Cependant, le vote au Conseil a divisé certains États, certains dénonçant l’ingérence dans les affaires intérieures iraniennes.
De nombreux gouvernements occidentaux ont dénoncé l’usage disproportionné de la force et appelé à une enquête indépendante et transparente.
Certains pays prévoient aussi des sanctions ciblées contre des responsables iraniens en raison de violations graves des droits humains.
Néanmoins, des voix moins alignées sur l’Occident ont critiqué les résolutions comme politisées, renforçant les divisions internationales sur la réponse appropriée face à Téhéran.
Ce que cela signifie pour l’avenir de l’Iran
Si les chiffres les plus élevés se confirment, ces événements pourraient constituer l’une des pires répressions de masse de l’histoire contemporaine iranienne, dépassant toute comparaison depuis plusieurs décennies.
Cette crise met à nu des fractures profondes entre le régime et une partie de la population, tout en soulignant la fragilité de l’État face à des tensions économiques et sociales persistantes.
De plus, l’incapacité des institutions internationales à faire la lumière complète sur ce bilan met en exergue l’importance d’un accès accru à l’information et d’une solidarité mondiale renforcée pour protéger les droits humains fondamentaux.
Contexte
Les manifestations de décembre 2025 à janvier 2026 représentent l’une des plus importantes vagues de contestation depuis la révolution de 1979 en Iran, s’étendant à des dizaines de villes et mobilisant des centaines de milliers de personnes.
La dynamique a transformé des griefs économiques en un mouvement politique plus large, auquel le régime a répondu par une répression militaire intense, conférant à cette période une dimension historique tragique.
Impact & perspectives
À court terme, ce bilan humain dévastateur pourrait profondément marquer la société iranienne, accroître la méfiance envers les autorités et alimenter une diaspora déjà mobilisée.

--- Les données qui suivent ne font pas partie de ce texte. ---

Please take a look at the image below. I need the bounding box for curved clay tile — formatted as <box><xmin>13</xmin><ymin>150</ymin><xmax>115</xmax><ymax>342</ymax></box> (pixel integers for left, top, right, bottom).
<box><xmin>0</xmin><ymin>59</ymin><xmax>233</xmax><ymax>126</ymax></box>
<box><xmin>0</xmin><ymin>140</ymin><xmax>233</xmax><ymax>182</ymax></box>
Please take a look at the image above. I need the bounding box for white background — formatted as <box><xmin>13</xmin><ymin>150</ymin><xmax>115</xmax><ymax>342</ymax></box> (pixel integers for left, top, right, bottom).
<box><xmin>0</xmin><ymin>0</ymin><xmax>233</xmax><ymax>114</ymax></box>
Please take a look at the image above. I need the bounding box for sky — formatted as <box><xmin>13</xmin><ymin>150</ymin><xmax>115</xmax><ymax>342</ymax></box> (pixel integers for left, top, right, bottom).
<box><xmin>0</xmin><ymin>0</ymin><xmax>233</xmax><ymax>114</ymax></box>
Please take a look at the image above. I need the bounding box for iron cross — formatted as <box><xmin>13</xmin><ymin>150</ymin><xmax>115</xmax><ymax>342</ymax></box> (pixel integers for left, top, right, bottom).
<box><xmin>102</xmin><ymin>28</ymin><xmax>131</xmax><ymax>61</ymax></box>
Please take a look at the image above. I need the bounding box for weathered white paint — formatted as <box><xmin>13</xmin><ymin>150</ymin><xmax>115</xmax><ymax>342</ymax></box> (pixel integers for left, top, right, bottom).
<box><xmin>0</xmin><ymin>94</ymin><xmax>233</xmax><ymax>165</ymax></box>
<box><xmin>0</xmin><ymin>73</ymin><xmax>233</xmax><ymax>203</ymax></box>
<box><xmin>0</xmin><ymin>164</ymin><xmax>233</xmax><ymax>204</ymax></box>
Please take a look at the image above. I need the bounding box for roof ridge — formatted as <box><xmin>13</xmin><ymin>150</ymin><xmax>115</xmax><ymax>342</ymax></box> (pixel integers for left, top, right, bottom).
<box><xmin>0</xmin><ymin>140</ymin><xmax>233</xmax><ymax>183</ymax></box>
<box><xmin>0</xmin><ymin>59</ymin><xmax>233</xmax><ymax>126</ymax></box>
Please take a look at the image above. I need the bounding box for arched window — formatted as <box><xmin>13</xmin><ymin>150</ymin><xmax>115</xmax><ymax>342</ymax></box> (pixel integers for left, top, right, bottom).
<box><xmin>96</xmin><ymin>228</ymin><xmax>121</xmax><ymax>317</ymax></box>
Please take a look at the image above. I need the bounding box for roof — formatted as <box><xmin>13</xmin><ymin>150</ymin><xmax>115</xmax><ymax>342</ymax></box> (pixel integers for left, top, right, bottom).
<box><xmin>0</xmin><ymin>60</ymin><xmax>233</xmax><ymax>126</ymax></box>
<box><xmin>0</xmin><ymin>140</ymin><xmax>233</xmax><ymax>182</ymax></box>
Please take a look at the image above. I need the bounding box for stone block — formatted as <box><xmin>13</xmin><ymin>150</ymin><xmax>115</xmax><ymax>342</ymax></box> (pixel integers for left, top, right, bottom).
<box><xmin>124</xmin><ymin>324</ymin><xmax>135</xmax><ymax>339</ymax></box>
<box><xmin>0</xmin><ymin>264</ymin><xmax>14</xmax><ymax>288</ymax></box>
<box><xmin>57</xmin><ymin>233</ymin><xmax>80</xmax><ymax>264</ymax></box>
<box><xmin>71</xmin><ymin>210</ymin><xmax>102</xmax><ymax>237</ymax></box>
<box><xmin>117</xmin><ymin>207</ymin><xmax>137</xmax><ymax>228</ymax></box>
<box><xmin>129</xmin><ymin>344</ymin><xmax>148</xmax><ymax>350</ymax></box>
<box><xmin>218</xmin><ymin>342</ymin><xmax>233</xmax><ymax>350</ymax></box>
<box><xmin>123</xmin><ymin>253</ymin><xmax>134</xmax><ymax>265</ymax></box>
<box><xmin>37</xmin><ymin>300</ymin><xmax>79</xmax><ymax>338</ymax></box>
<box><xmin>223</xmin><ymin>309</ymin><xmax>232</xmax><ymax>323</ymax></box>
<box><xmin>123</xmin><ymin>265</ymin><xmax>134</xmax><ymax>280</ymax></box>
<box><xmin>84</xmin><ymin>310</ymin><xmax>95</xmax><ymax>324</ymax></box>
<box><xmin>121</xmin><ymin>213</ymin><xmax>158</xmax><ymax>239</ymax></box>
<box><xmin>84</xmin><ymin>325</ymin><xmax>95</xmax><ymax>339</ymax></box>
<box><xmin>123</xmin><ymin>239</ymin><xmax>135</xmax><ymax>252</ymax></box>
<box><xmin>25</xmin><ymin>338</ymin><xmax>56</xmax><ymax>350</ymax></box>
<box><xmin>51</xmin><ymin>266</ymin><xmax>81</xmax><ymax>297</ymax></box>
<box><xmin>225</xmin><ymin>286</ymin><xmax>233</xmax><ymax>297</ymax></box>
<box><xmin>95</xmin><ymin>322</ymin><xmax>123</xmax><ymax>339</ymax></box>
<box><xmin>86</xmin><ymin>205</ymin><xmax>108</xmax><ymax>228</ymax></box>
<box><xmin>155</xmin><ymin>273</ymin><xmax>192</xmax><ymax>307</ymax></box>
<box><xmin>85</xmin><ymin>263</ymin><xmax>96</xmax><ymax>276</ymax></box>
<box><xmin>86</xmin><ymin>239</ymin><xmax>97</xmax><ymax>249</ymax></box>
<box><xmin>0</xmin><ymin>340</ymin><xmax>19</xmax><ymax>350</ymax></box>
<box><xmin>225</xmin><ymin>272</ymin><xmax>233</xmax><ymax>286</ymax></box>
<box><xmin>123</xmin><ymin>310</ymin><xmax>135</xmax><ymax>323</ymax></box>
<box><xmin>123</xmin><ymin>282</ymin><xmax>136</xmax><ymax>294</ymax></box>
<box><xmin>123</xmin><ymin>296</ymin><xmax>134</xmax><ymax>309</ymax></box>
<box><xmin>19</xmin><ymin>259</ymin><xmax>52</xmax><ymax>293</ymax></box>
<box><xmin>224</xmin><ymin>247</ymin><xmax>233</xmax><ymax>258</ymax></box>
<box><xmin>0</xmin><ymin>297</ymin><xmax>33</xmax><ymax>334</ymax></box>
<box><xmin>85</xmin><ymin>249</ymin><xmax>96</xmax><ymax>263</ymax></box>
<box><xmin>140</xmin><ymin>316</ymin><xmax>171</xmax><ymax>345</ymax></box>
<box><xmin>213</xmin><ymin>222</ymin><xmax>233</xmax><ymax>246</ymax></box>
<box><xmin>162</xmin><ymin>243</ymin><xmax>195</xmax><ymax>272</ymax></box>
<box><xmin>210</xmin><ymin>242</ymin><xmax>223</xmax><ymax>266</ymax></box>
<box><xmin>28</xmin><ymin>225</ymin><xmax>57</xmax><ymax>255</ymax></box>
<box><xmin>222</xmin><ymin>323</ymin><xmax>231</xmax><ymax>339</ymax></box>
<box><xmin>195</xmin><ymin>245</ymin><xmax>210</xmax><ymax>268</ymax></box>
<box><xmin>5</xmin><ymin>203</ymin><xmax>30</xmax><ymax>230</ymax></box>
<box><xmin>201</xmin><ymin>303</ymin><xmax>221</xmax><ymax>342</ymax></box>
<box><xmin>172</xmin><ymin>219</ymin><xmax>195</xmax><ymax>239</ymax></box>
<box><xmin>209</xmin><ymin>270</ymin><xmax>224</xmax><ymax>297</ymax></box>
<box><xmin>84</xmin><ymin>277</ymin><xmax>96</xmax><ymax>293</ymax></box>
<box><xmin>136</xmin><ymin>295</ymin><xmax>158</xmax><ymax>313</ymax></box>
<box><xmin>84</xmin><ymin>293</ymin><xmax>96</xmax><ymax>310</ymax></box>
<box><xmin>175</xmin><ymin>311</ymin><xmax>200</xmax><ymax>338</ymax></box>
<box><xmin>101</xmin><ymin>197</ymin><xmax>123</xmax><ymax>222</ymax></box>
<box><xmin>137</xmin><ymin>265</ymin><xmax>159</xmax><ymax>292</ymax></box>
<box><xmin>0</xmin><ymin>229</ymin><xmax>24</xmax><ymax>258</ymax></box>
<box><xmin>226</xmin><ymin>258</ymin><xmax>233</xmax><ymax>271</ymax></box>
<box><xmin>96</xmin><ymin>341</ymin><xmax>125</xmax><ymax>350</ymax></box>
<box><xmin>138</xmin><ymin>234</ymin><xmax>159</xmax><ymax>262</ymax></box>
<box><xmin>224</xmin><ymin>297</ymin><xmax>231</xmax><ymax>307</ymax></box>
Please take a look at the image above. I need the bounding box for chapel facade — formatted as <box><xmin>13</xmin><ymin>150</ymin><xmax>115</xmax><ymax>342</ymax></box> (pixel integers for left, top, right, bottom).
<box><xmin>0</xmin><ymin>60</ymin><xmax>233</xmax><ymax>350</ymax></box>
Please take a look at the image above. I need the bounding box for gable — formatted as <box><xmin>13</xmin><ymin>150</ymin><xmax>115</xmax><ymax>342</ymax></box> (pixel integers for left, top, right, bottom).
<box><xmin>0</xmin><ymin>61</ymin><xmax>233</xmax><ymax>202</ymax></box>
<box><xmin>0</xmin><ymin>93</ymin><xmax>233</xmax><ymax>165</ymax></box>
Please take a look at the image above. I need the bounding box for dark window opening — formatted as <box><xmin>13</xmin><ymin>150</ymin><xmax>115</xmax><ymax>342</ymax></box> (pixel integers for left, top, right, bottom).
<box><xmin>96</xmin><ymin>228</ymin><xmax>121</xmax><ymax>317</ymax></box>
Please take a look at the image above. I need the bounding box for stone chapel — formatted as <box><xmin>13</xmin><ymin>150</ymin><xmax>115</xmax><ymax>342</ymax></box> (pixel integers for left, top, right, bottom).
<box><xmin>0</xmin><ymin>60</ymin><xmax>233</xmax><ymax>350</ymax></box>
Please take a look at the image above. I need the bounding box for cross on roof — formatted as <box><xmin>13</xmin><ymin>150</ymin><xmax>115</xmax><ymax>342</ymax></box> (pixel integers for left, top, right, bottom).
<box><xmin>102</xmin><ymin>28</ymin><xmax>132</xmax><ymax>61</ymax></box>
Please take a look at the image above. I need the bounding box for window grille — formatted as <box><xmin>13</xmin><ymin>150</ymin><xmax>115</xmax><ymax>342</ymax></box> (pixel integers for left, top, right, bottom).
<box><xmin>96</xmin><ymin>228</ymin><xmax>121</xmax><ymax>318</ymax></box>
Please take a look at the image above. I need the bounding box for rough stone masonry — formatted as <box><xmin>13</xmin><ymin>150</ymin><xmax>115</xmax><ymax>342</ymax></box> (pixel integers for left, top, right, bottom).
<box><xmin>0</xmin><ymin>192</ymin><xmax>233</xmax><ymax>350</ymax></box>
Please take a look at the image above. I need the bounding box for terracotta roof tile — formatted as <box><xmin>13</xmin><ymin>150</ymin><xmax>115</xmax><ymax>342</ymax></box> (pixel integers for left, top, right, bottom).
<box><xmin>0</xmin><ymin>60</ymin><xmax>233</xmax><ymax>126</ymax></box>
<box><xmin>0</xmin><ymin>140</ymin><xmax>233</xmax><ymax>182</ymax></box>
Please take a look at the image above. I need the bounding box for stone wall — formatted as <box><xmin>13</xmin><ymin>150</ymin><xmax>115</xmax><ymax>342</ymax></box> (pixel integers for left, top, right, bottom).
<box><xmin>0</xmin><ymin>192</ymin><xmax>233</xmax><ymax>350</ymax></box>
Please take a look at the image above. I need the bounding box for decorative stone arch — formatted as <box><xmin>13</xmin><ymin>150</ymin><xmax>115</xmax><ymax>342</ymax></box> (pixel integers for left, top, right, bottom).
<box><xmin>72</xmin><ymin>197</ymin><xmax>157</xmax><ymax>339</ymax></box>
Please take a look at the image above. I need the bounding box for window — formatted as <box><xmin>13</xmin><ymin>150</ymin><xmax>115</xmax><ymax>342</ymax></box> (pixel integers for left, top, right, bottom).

À moyen terme, il est probable que des appels à justice et à réparation continuent de croître, amplifiés par des pressions diplomatiques et judiciaires à l’échelle internationale.
Enfin, sur le long terme, ces événements risquent de façonner le débat politique iranien pour les années à venir, tout en posant des défis majeurs pour la sécurité régionale et le respect des droits humains.